Overriding Democratic objections, Republicans provided the $1.3 million infusion for the Judiciary Committee, where it will be available to help the GOP prepare for any impeachment evidence from special prosecutor Kenneth Starr.
Thed GOP also pushed through an additional $1.8 million to help finance a different committee's long-running investigation into alleged campaign finance irregularities.
Democratic Rep. Steny Hoyer of Maryland protested that the new funding was part of a "coordinated effort to harass ... to really undermine the ability of the White House to do the business expected of it."
Illinois Rep. Henry Hyde, who would oversee any impeachment investigation, said earlier in the day that Democrats were resorting to "raw partisan politics," in an attempt to create "an adversarial aura" where none existed.
Some Democrats said it wasn't the chairman of the Judiciary Committee they were worried about, but Speaker Newt Gingrich, who has taken a prominent role in the behind-the-scenes GOP planning for any impeachment inquiry.
"At this point we're more concerned about Dr. Jekyll" than Hyde, quipped Rep. Barney Frank, D-Mass.
Democratic sources, speaking on condition of anonymity, said Gingrich had spoken two or three times within the past several days with Democratic leader Dick Gephardt about congressional business without broaching the subject of impeachment planning.

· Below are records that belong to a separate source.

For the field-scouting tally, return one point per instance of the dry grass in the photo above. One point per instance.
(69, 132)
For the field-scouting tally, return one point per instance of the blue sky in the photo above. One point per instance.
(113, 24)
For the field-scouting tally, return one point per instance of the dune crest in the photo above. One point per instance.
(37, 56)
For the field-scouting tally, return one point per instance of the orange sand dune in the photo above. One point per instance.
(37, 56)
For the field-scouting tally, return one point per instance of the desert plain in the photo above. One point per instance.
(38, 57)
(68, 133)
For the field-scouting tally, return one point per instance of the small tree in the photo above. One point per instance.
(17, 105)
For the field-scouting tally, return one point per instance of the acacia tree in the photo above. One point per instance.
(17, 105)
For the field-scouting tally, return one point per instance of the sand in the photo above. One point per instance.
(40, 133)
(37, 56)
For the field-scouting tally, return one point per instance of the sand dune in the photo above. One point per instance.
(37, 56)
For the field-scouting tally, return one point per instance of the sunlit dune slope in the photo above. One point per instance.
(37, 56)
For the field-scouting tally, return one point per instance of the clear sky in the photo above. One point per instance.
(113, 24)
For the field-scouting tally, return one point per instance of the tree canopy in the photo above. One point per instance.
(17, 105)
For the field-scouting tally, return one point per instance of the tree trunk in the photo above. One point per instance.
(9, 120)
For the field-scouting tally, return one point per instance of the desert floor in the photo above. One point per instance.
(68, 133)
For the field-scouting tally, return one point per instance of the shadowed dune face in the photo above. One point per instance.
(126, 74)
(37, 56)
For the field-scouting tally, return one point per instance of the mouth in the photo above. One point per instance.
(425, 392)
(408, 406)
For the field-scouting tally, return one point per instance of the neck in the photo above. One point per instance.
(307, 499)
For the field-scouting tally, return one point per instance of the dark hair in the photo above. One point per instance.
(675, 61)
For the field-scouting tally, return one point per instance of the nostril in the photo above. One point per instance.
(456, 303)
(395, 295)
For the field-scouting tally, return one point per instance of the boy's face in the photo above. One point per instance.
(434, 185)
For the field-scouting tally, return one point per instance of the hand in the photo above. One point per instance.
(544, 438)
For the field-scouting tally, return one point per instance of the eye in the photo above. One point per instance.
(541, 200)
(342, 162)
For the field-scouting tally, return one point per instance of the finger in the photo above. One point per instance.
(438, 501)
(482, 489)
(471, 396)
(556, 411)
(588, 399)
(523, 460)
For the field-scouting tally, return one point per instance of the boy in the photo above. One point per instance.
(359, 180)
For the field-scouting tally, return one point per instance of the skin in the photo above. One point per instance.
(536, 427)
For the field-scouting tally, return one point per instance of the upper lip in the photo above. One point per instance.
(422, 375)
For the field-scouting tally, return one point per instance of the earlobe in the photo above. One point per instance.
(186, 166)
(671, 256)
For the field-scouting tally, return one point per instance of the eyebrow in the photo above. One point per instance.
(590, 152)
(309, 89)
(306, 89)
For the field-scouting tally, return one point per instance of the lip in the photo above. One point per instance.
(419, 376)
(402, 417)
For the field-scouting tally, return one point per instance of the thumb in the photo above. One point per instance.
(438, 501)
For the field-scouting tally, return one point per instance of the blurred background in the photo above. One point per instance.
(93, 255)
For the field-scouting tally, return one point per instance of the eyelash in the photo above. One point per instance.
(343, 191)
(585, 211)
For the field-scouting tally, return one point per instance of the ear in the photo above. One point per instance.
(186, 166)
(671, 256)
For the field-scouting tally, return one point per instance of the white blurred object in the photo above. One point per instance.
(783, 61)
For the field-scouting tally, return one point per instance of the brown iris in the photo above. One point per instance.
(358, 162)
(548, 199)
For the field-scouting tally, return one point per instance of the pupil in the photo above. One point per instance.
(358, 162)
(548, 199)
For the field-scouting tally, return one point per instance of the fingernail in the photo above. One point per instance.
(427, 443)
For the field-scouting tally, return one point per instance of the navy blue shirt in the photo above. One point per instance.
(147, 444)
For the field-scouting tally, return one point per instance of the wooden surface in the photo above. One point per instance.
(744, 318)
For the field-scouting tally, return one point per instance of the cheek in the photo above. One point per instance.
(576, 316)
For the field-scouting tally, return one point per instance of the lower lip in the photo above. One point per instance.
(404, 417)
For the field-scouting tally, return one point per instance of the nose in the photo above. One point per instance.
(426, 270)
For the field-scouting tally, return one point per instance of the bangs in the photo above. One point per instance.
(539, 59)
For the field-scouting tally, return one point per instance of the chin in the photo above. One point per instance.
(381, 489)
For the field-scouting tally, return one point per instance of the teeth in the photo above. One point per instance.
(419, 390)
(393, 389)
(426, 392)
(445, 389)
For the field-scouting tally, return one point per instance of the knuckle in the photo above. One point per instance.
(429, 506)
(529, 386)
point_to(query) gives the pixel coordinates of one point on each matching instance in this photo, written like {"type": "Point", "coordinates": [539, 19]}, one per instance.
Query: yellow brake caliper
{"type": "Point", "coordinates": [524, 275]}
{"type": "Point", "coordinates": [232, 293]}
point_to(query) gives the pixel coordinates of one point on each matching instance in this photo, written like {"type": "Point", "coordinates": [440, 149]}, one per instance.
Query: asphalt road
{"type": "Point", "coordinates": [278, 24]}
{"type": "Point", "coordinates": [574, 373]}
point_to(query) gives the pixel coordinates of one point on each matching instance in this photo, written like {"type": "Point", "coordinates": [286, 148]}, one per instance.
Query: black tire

The infighting erupted as lawmakers acknowledged they have no firm information on when or whether Starr will submit a report to Congress citing evidence of impeachable offenses by Clinton.
The political calculation was equally uncertain.

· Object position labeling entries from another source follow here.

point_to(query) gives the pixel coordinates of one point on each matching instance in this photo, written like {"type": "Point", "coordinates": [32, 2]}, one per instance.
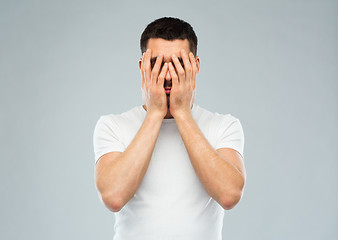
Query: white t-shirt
{"type": "Point", "coordinates": [171, 202]}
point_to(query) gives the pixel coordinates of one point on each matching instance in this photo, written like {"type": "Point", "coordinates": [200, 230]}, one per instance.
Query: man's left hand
{"type": "Point", "coordinates": [183, 87]}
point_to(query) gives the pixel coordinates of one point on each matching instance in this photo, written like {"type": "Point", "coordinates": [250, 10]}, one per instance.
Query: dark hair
{"type": "Point", "coordinates": [169, 28]}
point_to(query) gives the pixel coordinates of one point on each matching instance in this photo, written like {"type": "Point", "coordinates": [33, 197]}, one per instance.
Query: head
{"type": "Point", "coordinates": [168, 36]}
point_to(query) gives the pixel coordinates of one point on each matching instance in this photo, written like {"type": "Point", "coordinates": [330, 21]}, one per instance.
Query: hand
{"type": "Point", "coordinates": [153, 92]}
{"type": "Point", "coordinates": [183, 87]}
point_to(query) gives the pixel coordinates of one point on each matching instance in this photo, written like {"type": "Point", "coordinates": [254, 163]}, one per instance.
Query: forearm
{"type": "Point", "coordinates": [121, 179]}
{"type": "Point", "coordinates": [221, 179]}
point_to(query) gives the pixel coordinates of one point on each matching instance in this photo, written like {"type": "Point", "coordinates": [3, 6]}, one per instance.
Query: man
{"type": "Point", "coordinates": [169, 168]}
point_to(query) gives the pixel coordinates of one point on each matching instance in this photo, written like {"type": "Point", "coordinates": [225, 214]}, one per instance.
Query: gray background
{"type": "Point", "coordinates": [272, 64]}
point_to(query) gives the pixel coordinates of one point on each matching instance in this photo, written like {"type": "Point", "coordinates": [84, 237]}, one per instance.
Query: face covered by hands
{"type": "Point", "coordinates": [183, 88]}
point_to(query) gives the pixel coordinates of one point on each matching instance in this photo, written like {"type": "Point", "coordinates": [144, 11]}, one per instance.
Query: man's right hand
{"type": "Point", "coordinates": [153, 92]}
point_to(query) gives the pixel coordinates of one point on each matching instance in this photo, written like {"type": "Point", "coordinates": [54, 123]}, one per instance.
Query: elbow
{"type": "Point", "coordinates": [112, 202]}
{"type": "Point", "coordinates": [231, 200]}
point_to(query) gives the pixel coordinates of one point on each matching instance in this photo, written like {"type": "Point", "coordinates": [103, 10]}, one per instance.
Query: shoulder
{"type": "Point", "coordinates": [216, 118]}
{"type": "Point", "coordinates": [128, 116]}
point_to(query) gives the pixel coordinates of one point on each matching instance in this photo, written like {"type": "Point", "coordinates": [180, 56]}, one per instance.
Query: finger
{"type": "Point", "coordinates": [142, 67]}
{"type": "Point", "coordinates": [147, 70]}
{"type": "Point", "coordinates": [173, 74]}
{"type": "Point", "coordinates": [156, 69]}
{"type": "Point", "coordinates": [164, 70]}
{"type": "Point", "coordinates": [179, 68]}
{"type": "Point", "coordinates": [194, 69]}
{"type": "Point", "coordinates": [187, 65]}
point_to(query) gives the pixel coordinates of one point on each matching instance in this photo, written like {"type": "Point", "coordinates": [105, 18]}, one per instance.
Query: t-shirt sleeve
{"type": "Point", "coordinates": [106, 137]}
{"type": "Point", "coordinates": [230, 135]}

Clinton remains high in the public opinion polls, despite a two-month battering over alleged improper sexual conduct, and most Republicans have been reluctant to attack him.

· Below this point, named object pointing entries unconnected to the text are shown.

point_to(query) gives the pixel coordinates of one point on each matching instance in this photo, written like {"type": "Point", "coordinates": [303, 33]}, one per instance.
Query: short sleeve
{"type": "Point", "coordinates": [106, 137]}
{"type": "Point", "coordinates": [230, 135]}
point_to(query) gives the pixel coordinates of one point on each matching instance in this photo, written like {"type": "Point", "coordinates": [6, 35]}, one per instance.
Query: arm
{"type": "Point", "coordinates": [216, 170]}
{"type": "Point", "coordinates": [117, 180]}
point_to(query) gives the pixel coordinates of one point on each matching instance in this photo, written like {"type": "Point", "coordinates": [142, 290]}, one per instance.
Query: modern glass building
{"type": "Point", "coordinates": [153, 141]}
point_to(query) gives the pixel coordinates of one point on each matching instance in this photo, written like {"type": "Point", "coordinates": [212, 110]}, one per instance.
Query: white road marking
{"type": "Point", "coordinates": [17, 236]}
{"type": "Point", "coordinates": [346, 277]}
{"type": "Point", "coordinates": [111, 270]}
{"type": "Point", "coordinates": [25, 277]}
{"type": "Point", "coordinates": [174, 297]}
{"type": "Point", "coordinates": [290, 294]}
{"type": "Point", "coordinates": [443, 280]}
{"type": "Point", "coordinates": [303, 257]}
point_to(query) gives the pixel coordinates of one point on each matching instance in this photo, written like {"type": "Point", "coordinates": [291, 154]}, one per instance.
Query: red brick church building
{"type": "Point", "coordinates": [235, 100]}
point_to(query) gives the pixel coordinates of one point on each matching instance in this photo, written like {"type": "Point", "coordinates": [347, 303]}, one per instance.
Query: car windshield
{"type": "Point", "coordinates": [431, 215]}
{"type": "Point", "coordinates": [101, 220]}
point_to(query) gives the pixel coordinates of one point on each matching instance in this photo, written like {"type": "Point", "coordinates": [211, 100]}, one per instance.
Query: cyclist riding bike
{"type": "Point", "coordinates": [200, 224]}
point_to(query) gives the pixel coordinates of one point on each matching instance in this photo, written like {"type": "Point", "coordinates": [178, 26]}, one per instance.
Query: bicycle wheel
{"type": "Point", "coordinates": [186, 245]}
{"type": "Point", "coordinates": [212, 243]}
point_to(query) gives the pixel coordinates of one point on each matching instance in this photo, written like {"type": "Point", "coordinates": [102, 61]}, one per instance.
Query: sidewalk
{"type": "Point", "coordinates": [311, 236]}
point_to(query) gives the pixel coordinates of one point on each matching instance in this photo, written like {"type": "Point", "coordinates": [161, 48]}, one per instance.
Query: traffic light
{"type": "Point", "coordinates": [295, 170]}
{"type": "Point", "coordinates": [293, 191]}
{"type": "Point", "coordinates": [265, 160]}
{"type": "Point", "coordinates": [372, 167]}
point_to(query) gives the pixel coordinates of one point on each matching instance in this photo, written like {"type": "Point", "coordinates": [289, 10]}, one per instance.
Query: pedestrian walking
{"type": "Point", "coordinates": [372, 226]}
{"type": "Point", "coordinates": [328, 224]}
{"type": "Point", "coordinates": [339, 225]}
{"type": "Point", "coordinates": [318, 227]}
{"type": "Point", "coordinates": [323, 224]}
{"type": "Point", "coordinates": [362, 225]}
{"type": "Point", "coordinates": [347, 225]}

One GOP pollster, Frank Luntz, stood outside a closed-door meeting of the GOP rank and file during the day to hand departing lawmakers a memo suggesting a change in tactics.
"The season of silence must end," advised the memo, although it also said there could be a political backlash on lawmakers who choose to speak out.
Luntz suggested that Republicans begin to publicly ask questions such as "what message is Bill Clinton sending to America?" and "what example is Bill Clinton setting for our children?"
At the same time, he advised Republicans: "Do not talk about 'resignation' or 'impeachment.' Do not even mention those words, at least not until after Judge Starr has made his report."